Re: Q: backport of the free_pgtables tlb fixes to 2.4

Andrea Arcangeli (andrea@suse.de)
Fri, 24 May 2002 01:22:34 +0200


On Thu, May 23, 2002 at 03:04:36PM -0700, Linus Torvalds wrote:
>
>
> On Thu, 23 May 2002, Andrea Arcangeli wrote:
> >
> > If the userspace tlb lookup is started during munmap the tlb can contain
> > garabge before invalidate_tlb.
>
> No.

Above I just repeated what you said as confirmation of your:

By the time the invalidate_tlb happens, the TLB fill has already
finished, and has already picked up garbage.

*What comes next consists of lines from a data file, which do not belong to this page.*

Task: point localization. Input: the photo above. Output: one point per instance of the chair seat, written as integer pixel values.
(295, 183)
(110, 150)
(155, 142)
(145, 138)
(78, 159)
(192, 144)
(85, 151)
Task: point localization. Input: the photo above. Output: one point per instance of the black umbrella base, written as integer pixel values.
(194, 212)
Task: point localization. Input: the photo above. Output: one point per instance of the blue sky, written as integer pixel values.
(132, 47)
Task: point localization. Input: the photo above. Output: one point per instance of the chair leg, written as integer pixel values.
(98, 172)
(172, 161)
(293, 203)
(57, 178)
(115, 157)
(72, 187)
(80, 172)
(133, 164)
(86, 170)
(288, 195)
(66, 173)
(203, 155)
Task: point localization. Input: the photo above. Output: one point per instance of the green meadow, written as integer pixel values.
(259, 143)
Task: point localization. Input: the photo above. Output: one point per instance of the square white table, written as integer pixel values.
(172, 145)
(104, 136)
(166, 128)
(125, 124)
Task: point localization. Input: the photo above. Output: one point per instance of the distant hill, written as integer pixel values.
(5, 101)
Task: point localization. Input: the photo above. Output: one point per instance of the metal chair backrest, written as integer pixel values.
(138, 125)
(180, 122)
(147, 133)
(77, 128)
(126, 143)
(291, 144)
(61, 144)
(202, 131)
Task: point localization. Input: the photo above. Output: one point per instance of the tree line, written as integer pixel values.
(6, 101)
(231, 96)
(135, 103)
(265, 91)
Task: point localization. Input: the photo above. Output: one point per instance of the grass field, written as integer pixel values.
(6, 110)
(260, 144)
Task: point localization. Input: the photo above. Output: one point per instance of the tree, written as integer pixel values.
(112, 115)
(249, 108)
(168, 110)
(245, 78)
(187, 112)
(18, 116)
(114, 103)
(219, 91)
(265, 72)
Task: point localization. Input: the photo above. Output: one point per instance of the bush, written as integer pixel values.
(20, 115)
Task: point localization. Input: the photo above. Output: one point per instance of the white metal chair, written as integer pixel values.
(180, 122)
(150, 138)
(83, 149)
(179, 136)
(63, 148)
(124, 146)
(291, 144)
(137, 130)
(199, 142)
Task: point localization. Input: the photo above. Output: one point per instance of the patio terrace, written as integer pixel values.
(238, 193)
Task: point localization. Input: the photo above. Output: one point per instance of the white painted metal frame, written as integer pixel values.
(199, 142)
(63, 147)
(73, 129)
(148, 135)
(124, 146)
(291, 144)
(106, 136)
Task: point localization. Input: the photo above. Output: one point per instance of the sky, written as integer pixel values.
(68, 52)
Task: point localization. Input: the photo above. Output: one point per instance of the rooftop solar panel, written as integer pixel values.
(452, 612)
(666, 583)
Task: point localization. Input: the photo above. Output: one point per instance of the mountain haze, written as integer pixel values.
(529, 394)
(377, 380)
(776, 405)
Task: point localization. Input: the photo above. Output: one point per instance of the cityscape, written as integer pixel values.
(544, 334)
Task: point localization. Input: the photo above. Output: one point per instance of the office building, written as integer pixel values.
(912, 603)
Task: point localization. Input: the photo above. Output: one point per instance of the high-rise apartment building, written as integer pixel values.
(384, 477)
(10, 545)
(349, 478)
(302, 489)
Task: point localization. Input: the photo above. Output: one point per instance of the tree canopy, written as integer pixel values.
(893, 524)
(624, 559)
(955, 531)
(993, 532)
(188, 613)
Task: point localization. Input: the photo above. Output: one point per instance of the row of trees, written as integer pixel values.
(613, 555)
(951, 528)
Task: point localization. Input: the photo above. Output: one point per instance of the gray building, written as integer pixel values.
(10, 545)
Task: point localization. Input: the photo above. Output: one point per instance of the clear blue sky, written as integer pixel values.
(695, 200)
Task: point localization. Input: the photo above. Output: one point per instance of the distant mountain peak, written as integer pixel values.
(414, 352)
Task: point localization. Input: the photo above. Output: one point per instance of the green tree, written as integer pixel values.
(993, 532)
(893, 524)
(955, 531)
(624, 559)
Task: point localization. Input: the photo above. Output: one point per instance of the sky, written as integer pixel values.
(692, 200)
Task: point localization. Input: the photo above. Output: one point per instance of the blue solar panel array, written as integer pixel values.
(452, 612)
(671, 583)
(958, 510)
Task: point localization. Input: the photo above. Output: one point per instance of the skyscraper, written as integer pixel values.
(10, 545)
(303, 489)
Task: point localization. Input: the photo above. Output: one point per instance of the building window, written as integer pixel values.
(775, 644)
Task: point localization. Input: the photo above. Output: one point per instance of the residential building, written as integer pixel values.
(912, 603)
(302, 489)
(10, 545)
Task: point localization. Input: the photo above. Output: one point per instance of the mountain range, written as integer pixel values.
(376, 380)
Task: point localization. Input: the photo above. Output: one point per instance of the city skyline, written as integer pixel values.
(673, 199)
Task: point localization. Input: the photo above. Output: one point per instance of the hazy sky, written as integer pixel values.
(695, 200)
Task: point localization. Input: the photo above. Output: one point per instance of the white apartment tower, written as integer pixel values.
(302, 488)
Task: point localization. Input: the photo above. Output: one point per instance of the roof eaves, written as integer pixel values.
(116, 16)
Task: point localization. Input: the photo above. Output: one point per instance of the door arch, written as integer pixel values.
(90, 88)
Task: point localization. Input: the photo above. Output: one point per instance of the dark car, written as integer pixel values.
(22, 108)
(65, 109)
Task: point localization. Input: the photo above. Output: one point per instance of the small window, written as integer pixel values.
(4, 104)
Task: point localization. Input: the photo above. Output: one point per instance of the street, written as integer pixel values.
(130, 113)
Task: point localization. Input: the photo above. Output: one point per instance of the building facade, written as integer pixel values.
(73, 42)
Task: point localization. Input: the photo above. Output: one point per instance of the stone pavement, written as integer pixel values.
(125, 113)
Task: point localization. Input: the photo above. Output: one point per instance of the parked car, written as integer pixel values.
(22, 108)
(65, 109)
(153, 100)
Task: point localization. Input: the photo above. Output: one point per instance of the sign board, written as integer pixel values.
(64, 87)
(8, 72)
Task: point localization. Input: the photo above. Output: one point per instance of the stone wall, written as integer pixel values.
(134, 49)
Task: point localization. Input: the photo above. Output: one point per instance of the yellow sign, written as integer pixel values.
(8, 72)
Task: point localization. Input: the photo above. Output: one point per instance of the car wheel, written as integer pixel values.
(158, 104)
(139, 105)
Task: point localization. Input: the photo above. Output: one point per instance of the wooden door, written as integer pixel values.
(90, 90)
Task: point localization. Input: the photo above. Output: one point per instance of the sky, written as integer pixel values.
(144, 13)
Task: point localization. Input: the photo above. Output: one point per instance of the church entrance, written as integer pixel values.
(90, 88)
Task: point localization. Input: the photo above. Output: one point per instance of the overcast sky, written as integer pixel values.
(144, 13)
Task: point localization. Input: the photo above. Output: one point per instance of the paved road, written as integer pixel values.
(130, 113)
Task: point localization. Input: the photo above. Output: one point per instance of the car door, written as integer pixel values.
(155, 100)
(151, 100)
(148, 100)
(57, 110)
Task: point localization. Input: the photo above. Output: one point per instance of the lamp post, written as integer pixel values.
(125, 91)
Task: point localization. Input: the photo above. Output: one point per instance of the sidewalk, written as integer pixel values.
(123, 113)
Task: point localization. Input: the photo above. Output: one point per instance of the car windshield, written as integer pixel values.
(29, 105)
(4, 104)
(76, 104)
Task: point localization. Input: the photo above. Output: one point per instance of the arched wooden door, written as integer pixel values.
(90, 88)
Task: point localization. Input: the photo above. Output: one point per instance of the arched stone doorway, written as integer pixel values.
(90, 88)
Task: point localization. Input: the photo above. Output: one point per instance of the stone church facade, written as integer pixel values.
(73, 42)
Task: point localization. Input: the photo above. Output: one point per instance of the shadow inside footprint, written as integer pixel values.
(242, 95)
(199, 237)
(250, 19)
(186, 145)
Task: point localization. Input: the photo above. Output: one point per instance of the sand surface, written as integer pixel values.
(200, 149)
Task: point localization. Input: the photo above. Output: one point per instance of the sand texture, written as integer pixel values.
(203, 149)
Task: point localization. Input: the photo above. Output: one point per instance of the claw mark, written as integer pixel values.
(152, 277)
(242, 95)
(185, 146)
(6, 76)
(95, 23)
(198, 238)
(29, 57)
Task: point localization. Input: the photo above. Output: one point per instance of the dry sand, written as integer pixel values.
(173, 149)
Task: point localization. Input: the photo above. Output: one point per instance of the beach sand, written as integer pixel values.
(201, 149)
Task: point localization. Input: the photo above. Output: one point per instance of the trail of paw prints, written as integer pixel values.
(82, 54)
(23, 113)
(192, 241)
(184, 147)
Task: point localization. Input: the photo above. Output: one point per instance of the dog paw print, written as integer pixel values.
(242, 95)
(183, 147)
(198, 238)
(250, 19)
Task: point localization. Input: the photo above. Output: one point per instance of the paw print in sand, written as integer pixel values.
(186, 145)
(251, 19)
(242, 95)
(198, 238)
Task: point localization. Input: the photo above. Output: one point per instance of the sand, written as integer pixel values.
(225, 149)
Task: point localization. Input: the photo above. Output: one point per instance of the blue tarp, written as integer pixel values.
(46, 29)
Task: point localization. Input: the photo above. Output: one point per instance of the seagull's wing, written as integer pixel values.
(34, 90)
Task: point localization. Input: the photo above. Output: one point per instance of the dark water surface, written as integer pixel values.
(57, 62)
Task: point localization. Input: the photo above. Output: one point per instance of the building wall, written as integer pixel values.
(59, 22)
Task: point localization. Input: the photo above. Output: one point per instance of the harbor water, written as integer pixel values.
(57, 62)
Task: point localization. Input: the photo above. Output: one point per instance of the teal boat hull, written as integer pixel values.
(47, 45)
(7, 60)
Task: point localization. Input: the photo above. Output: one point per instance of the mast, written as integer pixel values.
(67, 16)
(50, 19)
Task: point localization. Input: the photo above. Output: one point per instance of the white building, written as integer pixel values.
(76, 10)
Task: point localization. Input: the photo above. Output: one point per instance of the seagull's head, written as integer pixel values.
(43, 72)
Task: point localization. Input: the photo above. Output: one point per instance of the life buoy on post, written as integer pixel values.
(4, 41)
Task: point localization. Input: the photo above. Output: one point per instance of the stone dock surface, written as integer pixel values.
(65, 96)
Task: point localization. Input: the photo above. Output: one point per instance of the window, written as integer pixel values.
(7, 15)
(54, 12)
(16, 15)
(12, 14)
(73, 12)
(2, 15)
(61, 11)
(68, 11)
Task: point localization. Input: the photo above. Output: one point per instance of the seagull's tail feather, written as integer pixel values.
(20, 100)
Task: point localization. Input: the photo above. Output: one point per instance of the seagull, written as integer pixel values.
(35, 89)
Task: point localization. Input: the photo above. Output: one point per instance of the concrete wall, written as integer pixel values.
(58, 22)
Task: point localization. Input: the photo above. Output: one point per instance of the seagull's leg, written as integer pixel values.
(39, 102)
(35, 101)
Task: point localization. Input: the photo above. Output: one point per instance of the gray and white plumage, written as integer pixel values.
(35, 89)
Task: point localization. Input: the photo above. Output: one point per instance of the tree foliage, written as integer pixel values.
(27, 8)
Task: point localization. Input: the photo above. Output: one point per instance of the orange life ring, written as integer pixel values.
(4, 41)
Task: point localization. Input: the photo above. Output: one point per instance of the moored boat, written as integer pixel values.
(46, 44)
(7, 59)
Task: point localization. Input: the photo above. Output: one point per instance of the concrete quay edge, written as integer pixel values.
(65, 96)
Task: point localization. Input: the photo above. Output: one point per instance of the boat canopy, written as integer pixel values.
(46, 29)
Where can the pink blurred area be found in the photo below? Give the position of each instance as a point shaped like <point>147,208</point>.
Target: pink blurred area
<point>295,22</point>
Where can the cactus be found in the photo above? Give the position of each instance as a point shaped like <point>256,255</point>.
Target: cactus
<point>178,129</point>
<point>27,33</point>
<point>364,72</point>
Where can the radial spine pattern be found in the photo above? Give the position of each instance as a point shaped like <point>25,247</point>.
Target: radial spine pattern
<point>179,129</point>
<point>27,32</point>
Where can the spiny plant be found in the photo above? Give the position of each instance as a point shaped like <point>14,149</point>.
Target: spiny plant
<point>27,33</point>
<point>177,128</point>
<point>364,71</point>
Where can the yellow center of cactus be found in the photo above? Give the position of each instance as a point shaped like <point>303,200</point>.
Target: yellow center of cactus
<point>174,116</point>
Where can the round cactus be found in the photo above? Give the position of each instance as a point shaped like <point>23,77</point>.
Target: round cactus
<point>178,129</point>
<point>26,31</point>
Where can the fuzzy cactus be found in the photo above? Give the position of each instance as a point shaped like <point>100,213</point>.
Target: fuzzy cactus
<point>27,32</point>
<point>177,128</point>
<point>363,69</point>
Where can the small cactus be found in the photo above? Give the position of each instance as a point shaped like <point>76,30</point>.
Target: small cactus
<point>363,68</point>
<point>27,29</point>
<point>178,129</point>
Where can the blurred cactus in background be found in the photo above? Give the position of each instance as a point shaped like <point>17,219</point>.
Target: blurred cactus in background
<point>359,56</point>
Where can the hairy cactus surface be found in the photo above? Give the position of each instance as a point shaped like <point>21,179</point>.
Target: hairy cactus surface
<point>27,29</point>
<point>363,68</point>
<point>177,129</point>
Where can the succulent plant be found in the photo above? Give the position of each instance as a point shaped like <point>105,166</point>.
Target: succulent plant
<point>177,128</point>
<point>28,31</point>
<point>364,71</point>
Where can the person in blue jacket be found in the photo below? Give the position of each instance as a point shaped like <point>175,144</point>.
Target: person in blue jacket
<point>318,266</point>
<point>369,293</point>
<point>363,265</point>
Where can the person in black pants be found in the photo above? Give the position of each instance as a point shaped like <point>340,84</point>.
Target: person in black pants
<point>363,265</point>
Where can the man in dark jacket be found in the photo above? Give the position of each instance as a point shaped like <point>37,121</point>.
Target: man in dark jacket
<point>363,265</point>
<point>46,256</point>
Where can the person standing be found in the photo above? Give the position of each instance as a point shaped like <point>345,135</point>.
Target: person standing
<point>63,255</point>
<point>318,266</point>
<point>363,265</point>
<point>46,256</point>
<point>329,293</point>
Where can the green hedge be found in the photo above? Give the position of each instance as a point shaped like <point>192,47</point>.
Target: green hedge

Not sure why you say "no" about it.

> If we wait until after the TLB fill to actually free the page tables
> pages, there is _no_ way the TLB can contain garbage, because the page
> directories will never have had garbage in it while any TLB lookup could
> be active.

Agreed, doing the safe ordering always is clearly safe, just overkill
for example while freeing the pages (not the pagtables), infact the 2.4
patch floating around allows the fastmode with mm_users == 1 while
freeing the pages. Probably it's not a significant optimization, but
maybe mostly for documentation reasons we could resurrect the mm_users
== 1 fastmode while freeing pages (while freeing pagetables the fastmode
must go away completly anyways, that was the bug).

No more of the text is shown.